Plusieurs groupes de militants du mouvement écologiste Extinction Rébellion sont intervenus brièvement samedi 17 décembre sur les sites Arkéma de Pierre-Bénite et de la DREAL à Lyon pour dénoncer la pollution aux perfluorés que l’on retrouve dans les eaux de consommation courante plus de 20 km plus bas.

A leur dénonciation de « ce qui se faire de pire en terme d’inaction gouvernementale », le préfet s’est fendu d’un communiqué vengeur rappelant que « depuis plus de six mois, les services de l’État en Auvergne-Rhône-Alpes ont renforcé leur mobilisation pour contrôler et faire diminuer la présence de PFAS au Sud de Lyon ».

Arkema à Pierre-Bénite dont le rejet d’eau polluée ne sont pas soumis à réglementation…

La plateforme chimique de Pierre-Bénite n’en est pas à son premier scandale de pollution des eaux du Rhône et le directeur d’Arkéma peut encore se targuer : « En France, il n’existe pas de norme concernant les rejets » (Le Progrès, 01/06/2022). Pourtant, après la pollution du Rhône de juillet 1976, le directeur de P.E.P.R.O. comparaîtra en correctionnel le 25 avril 1977. A la suite du déversement, le 11 juillet 1976, de vingt tonnes d’acroléine provenant de la société Ugine Kuhlmann. Le directeur de l’établissement est inculpé de « pollution de cours d’eau ». Pour les pollutions du Rhône de 1972 à 1976 devant le tribunal correctionnel de Lyon, prison avec sursis et amendes furent requises contre le P.D.G. et deux directeurs lyonnais de P.C.U.K.

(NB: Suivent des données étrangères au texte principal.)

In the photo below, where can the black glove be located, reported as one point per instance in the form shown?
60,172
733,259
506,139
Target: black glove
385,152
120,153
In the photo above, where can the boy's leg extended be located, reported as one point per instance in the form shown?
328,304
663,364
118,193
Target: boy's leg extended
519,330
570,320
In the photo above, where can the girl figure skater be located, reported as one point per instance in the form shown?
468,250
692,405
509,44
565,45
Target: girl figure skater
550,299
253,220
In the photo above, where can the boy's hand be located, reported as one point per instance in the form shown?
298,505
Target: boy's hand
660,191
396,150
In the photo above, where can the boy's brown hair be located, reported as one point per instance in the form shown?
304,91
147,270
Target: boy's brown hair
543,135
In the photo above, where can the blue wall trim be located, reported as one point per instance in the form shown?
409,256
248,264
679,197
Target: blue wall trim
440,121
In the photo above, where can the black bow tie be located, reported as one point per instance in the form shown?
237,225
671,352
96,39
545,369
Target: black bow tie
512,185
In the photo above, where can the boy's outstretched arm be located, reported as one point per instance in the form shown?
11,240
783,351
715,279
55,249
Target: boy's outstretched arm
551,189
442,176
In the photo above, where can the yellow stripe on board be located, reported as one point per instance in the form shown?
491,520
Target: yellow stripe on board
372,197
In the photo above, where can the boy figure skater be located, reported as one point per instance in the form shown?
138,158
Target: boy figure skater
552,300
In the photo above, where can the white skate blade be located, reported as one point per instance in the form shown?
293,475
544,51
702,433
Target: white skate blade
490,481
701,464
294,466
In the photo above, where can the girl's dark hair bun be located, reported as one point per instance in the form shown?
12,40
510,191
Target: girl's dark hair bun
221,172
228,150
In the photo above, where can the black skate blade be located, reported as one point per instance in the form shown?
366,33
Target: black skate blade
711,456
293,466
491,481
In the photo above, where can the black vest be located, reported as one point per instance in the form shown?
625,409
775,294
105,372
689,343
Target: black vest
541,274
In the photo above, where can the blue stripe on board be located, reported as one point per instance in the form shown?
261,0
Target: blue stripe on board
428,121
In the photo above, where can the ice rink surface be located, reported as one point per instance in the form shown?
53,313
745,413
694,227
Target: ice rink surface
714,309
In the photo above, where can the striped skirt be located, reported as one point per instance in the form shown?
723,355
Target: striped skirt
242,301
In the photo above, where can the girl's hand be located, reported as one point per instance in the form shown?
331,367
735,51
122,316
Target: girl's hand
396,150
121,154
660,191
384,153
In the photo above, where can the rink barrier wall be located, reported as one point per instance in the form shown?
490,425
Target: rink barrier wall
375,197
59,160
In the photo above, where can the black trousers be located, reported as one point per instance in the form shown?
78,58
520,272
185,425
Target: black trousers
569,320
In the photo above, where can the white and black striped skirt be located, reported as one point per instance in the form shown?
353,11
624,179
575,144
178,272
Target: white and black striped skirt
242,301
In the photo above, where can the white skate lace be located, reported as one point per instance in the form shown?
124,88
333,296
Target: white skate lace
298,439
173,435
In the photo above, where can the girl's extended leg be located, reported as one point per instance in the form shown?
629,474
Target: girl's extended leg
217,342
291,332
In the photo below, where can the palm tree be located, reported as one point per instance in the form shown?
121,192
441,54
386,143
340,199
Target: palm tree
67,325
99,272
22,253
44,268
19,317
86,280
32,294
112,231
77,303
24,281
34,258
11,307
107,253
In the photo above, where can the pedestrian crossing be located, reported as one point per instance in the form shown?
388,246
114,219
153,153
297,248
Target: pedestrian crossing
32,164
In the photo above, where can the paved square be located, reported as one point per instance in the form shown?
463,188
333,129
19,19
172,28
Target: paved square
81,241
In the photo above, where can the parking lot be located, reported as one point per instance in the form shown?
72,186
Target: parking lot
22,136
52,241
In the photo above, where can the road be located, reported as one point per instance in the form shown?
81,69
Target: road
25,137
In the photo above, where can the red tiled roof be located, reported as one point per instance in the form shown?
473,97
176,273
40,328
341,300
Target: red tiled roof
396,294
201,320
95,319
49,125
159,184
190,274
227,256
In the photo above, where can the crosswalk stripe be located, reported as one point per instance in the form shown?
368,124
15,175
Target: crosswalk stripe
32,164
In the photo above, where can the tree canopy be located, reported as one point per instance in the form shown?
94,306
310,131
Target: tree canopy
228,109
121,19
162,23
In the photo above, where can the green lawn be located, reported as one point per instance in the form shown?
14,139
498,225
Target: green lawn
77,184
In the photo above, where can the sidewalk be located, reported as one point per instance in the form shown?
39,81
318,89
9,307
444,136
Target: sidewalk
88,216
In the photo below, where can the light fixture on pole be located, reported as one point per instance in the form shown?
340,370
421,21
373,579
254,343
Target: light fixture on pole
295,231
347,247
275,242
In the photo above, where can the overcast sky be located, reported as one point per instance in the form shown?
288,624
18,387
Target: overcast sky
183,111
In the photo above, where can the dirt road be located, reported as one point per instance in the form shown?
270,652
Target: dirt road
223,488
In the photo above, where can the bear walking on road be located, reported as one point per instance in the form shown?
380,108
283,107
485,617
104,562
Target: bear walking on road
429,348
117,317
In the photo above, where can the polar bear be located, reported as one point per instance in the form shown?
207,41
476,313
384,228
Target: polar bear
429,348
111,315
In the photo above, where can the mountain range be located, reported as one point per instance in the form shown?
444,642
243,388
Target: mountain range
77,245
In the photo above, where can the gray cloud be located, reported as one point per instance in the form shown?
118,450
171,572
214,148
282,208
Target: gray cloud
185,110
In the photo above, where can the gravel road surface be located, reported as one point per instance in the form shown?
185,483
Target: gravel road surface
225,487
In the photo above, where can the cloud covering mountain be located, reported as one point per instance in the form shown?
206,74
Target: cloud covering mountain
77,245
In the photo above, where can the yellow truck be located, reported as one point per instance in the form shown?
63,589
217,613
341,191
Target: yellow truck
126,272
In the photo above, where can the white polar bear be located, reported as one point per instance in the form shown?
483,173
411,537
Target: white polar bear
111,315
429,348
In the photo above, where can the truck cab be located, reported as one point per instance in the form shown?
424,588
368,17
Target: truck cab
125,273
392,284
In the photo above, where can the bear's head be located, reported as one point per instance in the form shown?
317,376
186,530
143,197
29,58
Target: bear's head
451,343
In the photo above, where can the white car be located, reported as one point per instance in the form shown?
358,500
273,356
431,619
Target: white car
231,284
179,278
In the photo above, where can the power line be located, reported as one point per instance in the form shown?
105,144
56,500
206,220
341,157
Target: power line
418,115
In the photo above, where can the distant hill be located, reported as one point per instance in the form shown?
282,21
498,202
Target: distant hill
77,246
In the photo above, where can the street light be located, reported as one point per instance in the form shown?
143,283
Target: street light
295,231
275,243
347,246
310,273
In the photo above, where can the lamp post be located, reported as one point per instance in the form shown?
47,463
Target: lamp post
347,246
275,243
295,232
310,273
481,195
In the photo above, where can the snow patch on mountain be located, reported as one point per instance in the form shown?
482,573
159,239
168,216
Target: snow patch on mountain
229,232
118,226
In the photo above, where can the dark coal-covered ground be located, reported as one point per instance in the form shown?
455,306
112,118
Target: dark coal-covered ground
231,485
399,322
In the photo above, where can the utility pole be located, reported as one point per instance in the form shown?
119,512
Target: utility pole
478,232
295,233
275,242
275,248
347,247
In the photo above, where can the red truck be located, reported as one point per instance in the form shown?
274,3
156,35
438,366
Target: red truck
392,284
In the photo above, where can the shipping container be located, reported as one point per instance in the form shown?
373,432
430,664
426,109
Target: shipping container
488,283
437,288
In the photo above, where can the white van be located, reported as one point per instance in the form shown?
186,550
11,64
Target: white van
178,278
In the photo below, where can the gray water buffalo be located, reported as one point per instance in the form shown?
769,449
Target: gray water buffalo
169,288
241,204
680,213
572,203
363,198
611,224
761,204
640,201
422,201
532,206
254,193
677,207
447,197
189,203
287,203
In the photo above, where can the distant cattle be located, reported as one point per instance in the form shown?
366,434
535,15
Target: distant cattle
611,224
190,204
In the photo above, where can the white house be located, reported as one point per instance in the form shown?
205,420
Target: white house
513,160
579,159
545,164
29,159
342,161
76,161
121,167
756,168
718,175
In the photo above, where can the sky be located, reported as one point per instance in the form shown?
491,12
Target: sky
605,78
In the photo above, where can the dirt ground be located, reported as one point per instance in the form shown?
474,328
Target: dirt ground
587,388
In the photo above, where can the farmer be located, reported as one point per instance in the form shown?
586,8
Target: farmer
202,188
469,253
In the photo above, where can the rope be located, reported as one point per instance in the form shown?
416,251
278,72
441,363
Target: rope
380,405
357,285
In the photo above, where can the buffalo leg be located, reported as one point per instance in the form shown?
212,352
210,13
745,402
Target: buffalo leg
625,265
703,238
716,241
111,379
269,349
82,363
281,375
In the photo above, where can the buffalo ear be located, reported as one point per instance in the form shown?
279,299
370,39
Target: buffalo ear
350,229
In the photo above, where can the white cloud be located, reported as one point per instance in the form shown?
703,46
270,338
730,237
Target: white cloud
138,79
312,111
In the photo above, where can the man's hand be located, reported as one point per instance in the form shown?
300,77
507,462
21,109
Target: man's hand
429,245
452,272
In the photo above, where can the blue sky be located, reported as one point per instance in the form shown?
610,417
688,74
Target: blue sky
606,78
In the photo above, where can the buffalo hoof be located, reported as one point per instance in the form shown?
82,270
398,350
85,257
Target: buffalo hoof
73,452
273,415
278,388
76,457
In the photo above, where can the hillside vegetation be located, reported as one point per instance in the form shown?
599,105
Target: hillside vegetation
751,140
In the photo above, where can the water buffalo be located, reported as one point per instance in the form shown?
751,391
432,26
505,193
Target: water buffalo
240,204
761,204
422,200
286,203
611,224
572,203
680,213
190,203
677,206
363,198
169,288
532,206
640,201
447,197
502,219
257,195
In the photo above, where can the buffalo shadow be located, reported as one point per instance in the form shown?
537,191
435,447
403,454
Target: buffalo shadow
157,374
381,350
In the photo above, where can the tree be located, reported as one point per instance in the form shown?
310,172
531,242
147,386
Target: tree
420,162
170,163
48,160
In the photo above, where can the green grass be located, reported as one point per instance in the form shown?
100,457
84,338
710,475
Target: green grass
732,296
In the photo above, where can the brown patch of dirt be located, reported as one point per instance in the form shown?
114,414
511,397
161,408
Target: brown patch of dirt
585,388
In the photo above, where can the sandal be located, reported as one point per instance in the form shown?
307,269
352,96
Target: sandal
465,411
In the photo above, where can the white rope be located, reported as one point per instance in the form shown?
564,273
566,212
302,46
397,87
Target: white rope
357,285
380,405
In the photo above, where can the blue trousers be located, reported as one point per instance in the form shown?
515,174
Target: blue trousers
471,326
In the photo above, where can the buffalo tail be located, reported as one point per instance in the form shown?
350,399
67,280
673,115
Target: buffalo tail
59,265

Quarante-six ans après ces condamnations, il n’existe toujours pas de réglementation concernant les rejets polluants dans le Rhône ! Et le préfet n’est pas content que d’aucuns constatent l’inaction de l’État !

Son inaction ne concerne pas uniquement la pollution à Pierre-Bénite, on peut l’observer aussi sur l’ancien site de la verrerie de Givors, où après trois arrêtés préfectoraux concernant la pollution des eaux souterraines, un nouveau préfet donne finalement l’autorisation de déverser les eaux de pluies dans le Gier, affluent du Rhône, sans autre forme de procès. Quand la communication médiatique et la sensibilisation des populations s’atténuent, le pouvoir d’État est là pour « arranger les choses » au profit des industriels. Mais il ne faut pas le dire : le préfet se met en colère.

Désabusé, Roger T., retraité d’Arkema, ancien secrétaire du CHSCT, pourra déclarer lors d’une réunion publique à Pierre-Bénite : « Arkema rejette dans l’eau, les sols, l’air des PFAS depuis des années. Il est leader dans la chimie du fluor. L’entreprise maîtrise parfaitement cette chaîne de production. Le directeur nous dit qu’il n’existe pas de réglementation en France concernant les rejets des PFAS donc il respecte la réglementation. Ce n’est pas une posture responsable. » C’est un constat qui montre bien qu’on attend toujours une initiative de l’État pour réglementer les rejets dans le Rhône et dans l’air, voire simplement les interdire !

Si l’État est aux abonnés absents lorsqu’il s’agit d’interdire la pollution de l’air et des eaux, par contre il fut présent, et sans faiblesse, pour interpeller samedi dernier une vingtaine de militants qui venaient lui rappeler ses devoirs. Sa police était là, efficiente.